Bahkan mantan wakil presiden pertumbuhan pengguna di Facebook, Chamath Palihapitiya, mengakui kepada mahasiswa bisnis Stanford dalam ceramah tahun 2017 bahwa ia merasa "sangat bersalah" karena "umpan balik jangka pendek yang didorong oleh dopamin yang telah kami buat menghancurkan masyarakat. ”Mungkin itu kesimpulan yang ekstrem untuk ditarik, tetapi memang benar bahwa orang merasa dihancurkan tanpa ponsel mereka: Dalam satu survei University of Bergen, 73 persen orang dewasa mengatakan mereka akan merasa panik jika mereka salah meletakkan perangkat mereka. Di Amerika, 26 persen orang dewasa mengakui bahwa mereka sedang online "hampir terus-menerus."

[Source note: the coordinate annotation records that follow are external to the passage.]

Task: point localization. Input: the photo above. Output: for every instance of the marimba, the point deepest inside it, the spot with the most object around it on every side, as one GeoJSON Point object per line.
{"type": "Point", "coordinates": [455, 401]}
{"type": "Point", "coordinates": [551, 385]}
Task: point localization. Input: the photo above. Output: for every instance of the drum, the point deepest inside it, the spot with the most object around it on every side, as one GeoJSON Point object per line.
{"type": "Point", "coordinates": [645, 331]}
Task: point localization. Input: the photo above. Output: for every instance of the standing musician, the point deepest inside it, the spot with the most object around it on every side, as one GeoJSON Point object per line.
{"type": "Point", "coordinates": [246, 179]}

Sbarra menunjukkan bahwa pengenalan Facebook tentang tombol "Suka" menambahkan elemen yang sangat kuat ke media sosial: "kemampuan untuk responsif terhadap orang lain, yang merupakan dimensi penting dari keintiman."

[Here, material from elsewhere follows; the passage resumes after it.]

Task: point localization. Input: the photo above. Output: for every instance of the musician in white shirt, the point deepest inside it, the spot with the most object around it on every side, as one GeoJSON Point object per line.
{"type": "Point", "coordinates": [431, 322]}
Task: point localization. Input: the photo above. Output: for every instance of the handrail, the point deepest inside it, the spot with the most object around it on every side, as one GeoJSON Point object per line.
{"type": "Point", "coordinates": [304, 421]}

Sejauh mana penggunaan smartphone mengganggu kemampuan dasar untuk mempertahankan keintiman perlu dipelajari lebih lanjut. Sbarra dan rekan-rekannya khususnya tertarik pada bagaimana pasangan romantis merasakan pengaruh smartphone pada hubungan mereka. Sebuah studi 2018 diterbitkan dalam jurnal Psikologi Budaya Media Populer, menunjukkan ketergantungan smartphone dikaitkan dengan ketidakpastian hubungan dan kurang kepuasan hubungan, menunjukkan efeknya tidak bagus. Dalam penelitian itu, masalah dengan smartphone bukan karena mereka merusak kesehatan hubungan. Itu adalah bahwa individu dalam hubungan merasa perlu untuk selalu terhubung ke telepon mereka.

Studi ini, seperti Sbarra, menunjukkan bahwa mungkin tidak ada masalah dengan teknologi dalam hal hubungan kecuali kalau itu sumber konflik. Jika seseorang merasa bahwa mereka atau pasangannya memiliki masalah dengan telepon mereka, Sbarra menyarankan bahwa menetapkan batas di rumah dapat membantu - kecuali jika Anda berdua setuju itu keren untuk memiliki sedikit waktu telepon pada saat tertentu. Kuncinya adalah disengaja dengan teknologi, tidak tersedot begitu saja.

"Intinya," kata Sbarra, "ketika Anda bersama orang lain, cobalah untuk bersama mereka dan mencoba untuk tidak terseret tanpa berpikir ke dunia media sosial."